30,000 words nailed on novel #3

Today, I broke the 30,000-word-mark on my new novel, "/usr/bin/god," which I'll likely finish off around Christmas. To celebrate the milestone, I've posted a 2,000-word excerpt from the opening of the book:

Mason's car — "The Mobile Nerd Command Center" or MNC2 for short
— died the morning of the most disastrous job interview of his
life. He practically lived out of the MNC2, charging his
device-array — phone, email pager, GPS, laptop, MP3 player,
digital camera, and PDA — from the DC inverter that dangled from
a wad of duct-tape around the cigarette lighter; the back seat
was full of dead Mountain Dews and empty coffee-cups from Highway
101's many Starbuckses; and both sun visors bore clip-on CD
organizers filled with home-burned MP3 CDs that contained six
hundred plus hours of music.


As Mason pulled into the empty Menlo Park parking-lot that
morning, the dashboard lit up christmas with a Defcon 5 array of
idiot-lights. Six different chimes sounded from the absolutely
spectacular sound-system, resonating with jeep-beat bass that
made his gut churn. The engine died as he pulled into the spot
and the transmission made a horrible, grinding noise as he
shifted into park. When he switched off the ignition, the engine
made a chuggetta-chuggetta noise that sounded like a cartoon
foley effect. Mason had a vision of his car's hood popping open
and emitting a geyser of steam, followed by all four tires going
flat in unison, but the chuggetas died down and he was sitting in
the parking lot, seated at the conn of the former Mobile Nerd
Command Center, with twenty minutes to his job interview.

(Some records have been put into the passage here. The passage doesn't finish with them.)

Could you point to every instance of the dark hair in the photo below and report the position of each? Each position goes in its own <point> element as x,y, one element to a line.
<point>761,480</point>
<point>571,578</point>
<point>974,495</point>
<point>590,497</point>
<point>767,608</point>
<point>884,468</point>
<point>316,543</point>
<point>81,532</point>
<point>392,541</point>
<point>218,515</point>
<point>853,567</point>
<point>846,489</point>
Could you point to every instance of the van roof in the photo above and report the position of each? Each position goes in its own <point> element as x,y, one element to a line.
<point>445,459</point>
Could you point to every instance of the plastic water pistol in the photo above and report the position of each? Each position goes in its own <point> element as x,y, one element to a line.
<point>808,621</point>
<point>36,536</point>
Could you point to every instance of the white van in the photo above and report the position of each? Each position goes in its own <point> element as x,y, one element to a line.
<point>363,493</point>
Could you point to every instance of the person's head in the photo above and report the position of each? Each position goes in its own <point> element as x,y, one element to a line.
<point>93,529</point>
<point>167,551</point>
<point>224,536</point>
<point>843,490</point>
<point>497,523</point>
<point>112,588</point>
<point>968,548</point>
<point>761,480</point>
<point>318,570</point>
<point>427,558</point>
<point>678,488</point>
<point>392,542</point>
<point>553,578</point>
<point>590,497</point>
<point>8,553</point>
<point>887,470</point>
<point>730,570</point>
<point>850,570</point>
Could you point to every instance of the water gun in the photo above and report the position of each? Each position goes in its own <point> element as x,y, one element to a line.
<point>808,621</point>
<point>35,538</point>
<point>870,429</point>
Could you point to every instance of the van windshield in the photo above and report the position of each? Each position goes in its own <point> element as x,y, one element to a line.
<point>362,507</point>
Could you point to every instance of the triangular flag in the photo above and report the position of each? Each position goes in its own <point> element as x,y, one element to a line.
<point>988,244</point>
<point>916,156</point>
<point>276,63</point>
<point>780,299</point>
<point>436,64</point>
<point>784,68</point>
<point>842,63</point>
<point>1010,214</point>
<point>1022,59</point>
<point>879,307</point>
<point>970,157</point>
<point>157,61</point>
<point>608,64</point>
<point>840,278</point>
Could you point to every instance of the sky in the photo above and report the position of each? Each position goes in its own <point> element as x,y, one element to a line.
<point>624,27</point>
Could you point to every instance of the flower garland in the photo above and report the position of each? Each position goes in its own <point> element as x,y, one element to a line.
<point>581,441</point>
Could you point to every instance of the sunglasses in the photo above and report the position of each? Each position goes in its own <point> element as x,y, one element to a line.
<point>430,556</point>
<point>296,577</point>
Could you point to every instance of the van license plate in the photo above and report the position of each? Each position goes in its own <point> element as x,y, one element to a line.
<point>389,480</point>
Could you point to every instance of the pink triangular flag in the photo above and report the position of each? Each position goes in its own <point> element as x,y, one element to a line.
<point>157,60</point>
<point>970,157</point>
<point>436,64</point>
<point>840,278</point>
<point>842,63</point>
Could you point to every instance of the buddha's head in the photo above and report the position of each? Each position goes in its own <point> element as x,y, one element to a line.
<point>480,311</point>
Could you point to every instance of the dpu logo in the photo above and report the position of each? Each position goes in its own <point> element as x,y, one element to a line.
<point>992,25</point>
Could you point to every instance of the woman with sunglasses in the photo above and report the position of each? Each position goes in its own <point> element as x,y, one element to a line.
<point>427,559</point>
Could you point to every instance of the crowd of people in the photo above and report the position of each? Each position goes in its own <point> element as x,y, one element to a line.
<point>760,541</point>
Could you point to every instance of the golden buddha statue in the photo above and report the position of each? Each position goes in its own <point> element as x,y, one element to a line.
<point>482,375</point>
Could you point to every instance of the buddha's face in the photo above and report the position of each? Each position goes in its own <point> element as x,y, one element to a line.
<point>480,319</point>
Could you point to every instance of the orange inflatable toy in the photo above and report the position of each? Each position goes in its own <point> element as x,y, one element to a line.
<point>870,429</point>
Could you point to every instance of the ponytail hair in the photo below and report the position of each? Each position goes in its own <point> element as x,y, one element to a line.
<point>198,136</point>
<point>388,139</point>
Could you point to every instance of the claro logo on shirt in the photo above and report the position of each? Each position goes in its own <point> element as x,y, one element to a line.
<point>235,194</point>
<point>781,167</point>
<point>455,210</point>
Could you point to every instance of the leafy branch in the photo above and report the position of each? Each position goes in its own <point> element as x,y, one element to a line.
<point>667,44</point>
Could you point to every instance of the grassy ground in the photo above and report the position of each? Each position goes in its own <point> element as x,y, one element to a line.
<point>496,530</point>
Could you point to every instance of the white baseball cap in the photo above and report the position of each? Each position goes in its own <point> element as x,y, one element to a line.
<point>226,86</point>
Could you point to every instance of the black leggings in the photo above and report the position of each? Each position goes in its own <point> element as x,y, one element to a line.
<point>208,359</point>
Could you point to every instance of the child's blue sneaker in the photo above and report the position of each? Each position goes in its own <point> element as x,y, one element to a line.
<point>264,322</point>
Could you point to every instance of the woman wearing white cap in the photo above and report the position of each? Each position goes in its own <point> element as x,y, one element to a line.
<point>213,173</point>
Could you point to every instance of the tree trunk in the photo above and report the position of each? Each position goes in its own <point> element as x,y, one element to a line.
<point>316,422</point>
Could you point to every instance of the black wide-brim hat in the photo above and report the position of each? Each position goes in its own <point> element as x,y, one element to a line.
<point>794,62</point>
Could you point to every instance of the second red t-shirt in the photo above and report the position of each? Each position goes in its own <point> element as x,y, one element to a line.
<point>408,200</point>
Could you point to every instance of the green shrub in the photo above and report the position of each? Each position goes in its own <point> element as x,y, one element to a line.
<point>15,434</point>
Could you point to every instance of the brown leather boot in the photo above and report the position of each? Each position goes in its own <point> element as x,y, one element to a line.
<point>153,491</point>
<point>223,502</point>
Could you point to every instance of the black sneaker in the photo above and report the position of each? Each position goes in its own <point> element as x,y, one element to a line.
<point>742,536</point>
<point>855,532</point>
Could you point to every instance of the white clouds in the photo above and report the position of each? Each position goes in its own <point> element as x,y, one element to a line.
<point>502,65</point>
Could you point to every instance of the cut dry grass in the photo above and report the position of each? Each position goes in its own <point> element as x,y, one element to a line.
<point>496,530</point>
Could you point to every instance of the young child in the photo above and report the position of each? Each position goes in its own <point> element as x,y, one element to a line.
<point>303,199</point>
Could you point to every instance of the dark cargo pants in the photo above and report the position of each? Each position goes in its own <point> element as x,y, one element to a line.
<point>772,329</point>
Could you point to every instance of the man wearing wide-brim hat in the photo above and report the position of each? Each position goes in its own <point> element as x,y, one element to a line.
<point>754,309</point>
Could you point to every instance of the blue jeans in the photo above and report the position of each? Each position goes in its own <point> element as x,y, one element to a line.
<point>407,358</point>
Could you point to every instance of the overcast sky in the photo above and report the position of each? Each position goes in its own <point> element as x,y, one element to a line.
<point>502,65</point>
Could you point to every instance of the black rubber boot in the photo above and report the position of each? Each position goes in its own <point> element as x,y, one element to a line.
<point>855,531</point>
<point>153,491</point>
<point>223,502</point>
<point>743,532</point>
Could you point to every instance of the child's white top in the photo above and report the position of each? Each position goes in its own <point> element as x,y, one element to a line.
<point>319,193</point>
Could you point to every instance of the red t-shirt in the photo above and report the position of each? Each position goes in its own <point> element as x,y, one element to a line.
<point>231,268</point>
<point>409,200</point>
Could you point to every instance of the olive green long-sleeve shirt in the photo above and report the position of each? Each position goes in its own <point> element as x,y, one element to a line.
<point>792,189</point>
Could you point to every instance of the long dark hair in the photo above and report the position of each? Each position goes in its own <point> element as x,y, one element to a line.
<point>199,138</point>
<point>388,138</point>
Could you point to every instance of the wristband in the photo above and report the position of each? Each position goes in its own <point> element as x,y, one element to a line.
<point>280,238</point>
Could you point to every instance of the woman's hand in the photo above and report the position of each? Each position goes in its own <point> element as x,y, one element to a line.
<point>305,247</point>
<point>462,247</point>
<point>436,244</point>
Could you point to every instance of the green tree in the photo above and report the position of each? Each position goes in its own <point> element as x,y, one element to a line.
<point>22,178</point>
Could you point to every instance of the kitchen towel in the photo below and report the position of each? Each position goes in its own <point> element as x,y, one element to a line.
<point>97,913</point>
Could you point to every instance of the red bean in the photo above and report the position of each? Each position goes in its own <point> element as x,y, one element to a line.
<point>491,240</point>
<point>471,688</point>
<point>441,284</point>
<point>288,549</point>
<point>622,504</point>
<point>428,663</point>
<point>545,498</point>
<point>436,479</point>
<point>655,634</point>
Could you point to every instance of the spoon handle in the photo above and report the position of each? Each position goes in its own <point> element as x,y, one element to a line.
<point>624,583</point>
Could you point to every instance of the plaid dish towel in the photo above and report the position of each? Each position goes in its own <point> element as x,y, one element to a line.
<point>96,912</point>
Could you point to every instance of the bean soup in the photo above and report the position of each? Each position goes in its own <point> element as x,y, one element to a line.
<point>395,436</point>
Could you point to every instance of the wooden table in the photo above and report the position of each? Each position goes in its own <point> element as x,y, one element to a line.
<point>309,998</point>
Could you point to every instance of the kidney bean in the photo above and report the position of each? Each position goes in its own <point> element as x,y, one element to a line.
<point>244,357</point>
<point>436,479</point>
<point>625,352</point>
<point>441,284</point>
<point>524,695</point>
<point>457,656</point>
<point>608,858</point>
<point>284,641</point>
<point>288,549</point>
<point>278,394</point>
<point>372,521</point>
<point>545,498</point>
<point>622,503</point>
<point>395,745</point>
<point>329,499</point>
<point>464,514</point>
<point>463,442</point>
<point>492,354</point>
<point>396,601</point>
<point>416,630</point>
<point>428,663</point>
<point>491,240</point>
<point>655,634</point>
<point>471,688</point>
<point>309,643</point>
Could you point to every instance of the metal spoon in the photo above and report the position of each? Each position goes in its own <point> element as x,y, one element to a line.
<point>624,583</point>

Job interview! He cringed at the words, cringed at the memory of
the grueling, humiliating pre-test he'd had to do to even *get* a
job-interview, which had included fifteen essay questions on the
history of the Internet, the fine points of Microsoft Foundation
Classes, and SQL query-syntax. He'd had to define a glossary of
no fewer than 30 technical terms, including "PEBKAC" ("Problem
Exists Between Keyboard and Chair"), which had been his freaking
*login* for five years on an underpowered Solaris box at his ISP.